2009 Portland GSA Annual Meeting (18-21 October 2009)

Paper No. 2
Presentation Time: 2:00 PM

CLOSING PANTHALASSA: EVIDENCE THAT WESTERN NORTH AMERICA OVERRODE AN OCEANIC PLATE DURING THE JURASSIC


MURCHEY, Benita L., U.S. Geological Survey, 345 Middlefield Rd. ms973, Menlo Park, CA 94025, bmurchey@usgs.gov

About 180 mya, Panthalassa began to close as the proto-Atlantic basins began to form. The mega-ocean had seafloor as old as Permian or Carboniferous. Along California, within a remarkably brief period of about 15 million years, all traces of Triassic and Paleozoic ocean basin and arcs were either swept into accretionary complexes of the Klamath Mountains and Sierra Nevada Foothills, subducted, or carried away. After that time, no pre-Jurassic fragments of oceanic crust were added to the margin. One explanation is that the western margin of North America had migrated toward one of the many spreading ridges in Panthalassa. If so, the leading edge of the continent would have arrived alongside very young oceanic crust.
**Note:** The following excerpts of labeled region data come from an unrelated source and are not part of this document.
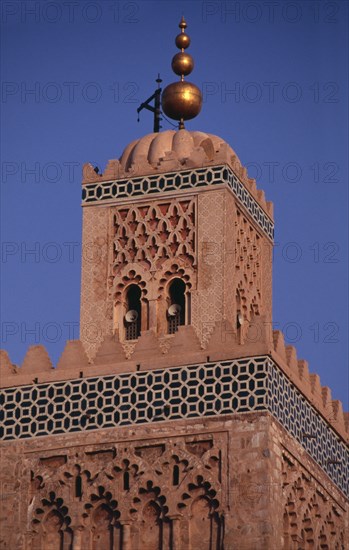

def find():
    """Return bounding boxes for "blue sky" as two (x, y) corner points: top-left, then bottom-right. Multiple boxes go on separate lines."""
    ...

(1, 0), (348, 408)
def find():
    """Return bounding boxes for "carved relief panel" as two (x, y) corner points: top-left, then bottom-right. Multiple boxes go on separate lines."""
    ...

(27, 434), (227, 550)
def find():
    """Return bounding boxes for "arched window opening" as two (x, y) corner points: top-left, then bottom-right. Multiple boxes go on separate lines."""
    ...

(125, 285), (142, 340)
(172, 464), (179, 485)
(124, 472), (130, 491)
(75, 476), (82, 498)
(167, 279), (185, 334)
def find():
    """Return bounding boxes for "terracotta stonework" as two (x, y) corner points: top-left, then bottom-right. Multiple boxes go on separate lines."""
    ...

(0, 130), (349, 550)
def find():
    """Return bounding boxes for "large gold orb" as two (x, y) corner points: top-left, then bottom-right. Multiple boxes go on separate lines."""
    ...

(171, 52), (194, 76)
(161, 81), (202, 120)
(176, 32), (190, 50)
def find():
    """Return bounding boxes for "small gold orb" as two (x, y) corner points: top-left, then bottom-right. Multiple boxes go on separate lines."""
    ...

(161, 81), (202, 120)
(178, 15), (188, 29)
(171, 52), (194, 76)
(176, 32), (190, 50)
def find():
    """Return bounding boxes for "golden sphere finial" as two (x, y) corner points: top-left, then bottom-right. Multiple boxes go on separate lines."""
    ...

(161, 16), (202, 130)
(178, 15), (188, 32)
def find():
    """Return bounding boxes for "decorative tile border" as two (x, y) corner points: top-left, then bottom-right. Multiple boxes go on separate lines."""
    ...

(82, 165), (274, 240)
(0, 356), (349, 496)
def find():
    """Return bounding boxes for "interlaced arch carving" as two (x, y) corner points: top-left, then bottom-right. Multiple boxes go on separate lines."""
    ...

(283, 455), (344, 550)
(114, 269), (148, 303)
(32, 491), (73, 550)
(113, 198), (196, 275)
(235, 209), (262, 328)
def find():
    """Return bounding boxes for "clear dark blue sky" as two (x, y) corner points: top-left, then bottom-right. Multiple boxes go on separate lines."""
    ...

(1, 0), (348, 408)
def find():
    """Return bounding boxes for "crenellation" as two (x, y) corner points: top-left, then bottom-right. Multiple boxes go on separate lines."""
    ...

(20, 345), (53, 374)
(285, 346), (298, 373)
(0, 349), (18, 378)
(57, 340), (90, 370)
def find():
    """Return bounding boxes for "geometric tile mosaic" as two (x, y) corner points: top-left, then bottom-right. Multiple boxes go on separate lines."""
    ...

(0, 356), (349, 496)
(82, 165), (274, 240)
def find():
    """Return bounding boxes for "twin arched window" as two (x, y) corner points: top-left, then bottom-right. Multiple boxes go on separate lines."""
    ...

(124, 278), (187, 340)
(167, 279), (185, 334)
(125, 285), (142, 340)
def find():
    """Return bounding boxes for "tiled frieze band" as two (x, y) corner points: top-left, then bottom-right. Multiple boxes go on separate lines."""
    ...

(82, 165), (274, 240)
(0, 356), (349, 495)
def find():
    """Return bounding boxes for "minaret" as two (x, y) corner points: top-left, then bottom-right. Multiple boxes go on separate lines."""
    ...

(0, 19), (349, 550)
(81, 18), (273, 363)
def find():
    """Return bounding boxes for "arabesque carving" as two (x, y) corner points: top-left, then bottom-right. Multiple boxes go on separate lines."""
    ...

(282, 453), (345, 550)
(113, 199), (196, 275)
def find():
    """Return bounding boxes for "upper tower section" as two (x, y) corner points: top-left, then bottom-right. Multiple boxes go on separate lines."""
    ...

(81, 130), (273, 364)
(81, 19), (274, 361)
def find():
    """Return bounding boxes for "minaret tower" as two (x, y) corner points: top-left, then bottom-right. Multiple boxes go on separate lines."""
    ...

(81, 18), (273, 363)
(0, 18), (349, 550)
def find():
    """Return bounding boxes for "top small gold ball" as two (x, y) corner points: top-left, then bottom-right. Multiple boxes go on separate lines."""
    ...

(176, 32), (190, 50)
(178, 15), (188, 29)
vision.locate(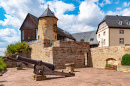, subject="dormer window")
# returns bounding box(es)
[118,21,122,25]
[126,21,130,25]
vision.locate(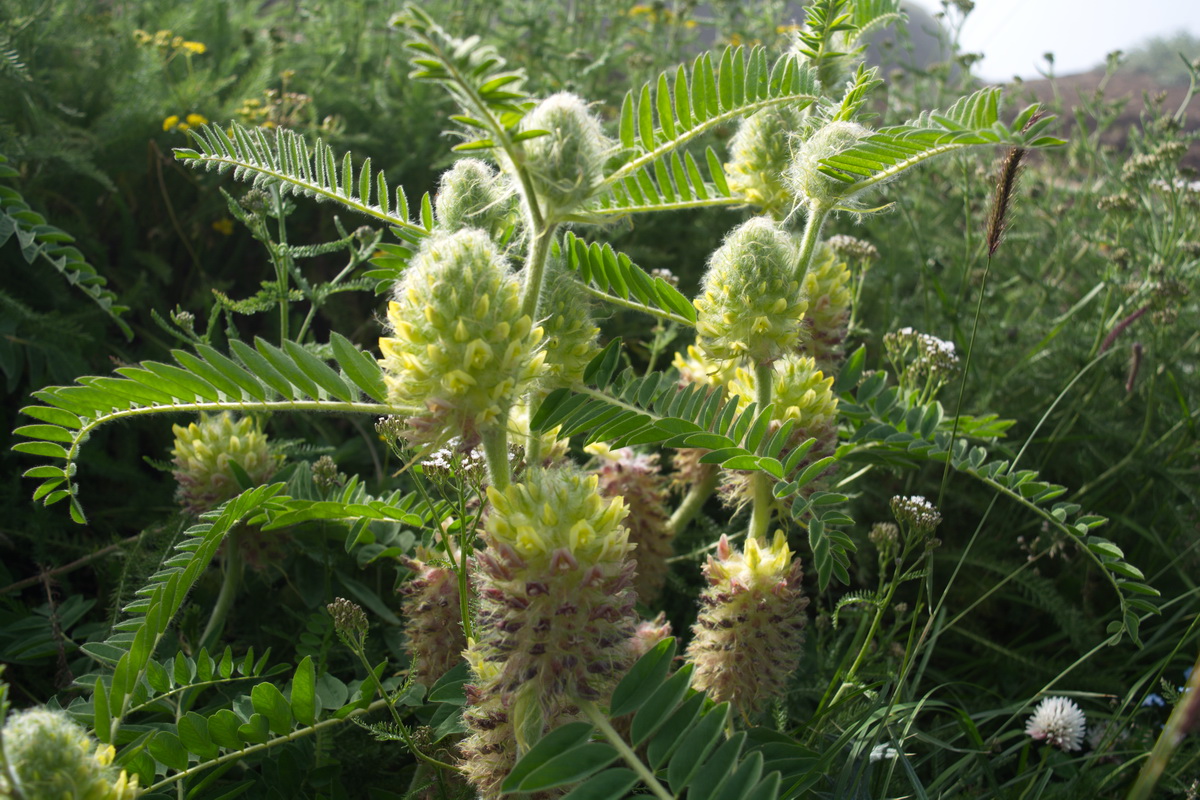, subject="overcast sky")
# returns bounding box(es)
[917,0,1200,80]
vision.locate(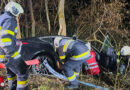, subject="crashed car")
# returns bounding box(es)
[21,36,100,79]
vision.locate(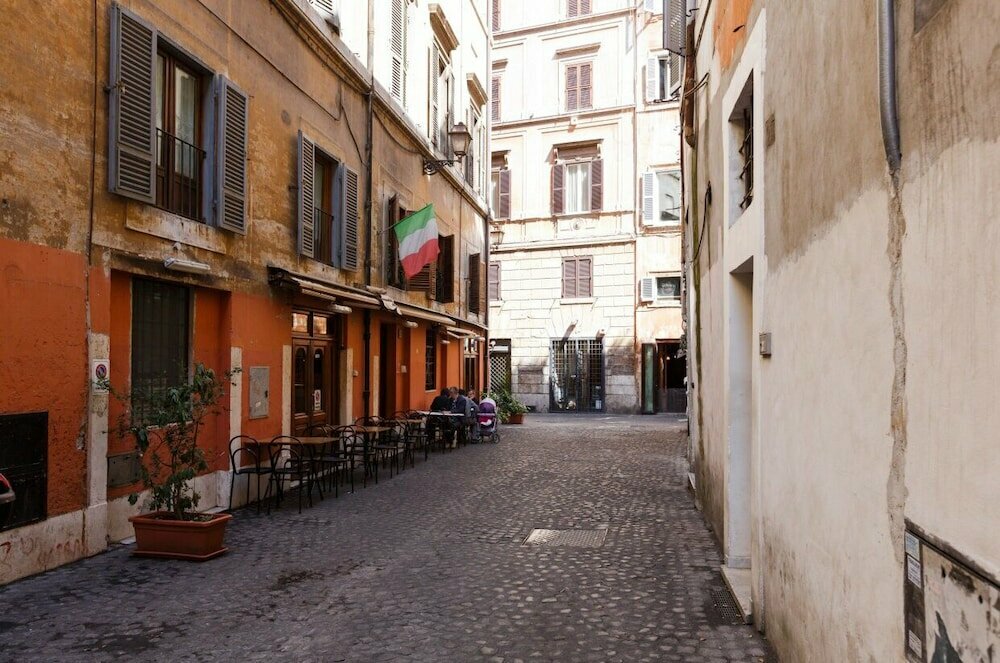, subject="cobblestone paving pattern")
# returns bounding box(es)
[0,415,776,663]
In the Middle Jurassic, California’s subduction zone stepped westward, initiating the formation of the Franciscan accretionary complex. From Middle Jurassic to earliest Late Cretaceous, an interval of about 65 my, only Jurassic ocean basement was incorporated into the Franciscan. Murchey and Blake interpreted “anomalous” eastward-younging directions of Jurassic ocean crustal fragments in the Franciscan Complex as evidence for the California arrival of a spreading ridge during the Middle to Late Jurassic. The remarkable Middle Jurassic ophiolites of the Coast Ranges, which structurally overlie the Franciscan Complex, have been interpreted as having formed at a mid-ocean ridge or in a suprasubduction complex. Although the latter explanation is the more likely based on chemistry, the patterns of younging directions recorded by radiolarian assemblages in accretionary complexes and the ages of the ophiolites themselves suggest that continent-ridge interaction may have had a key role in western plate boundary reorganization and formation of the ophiolites. In addition, one way to close an ocean is to destroy a mid-ocean spreading ridge.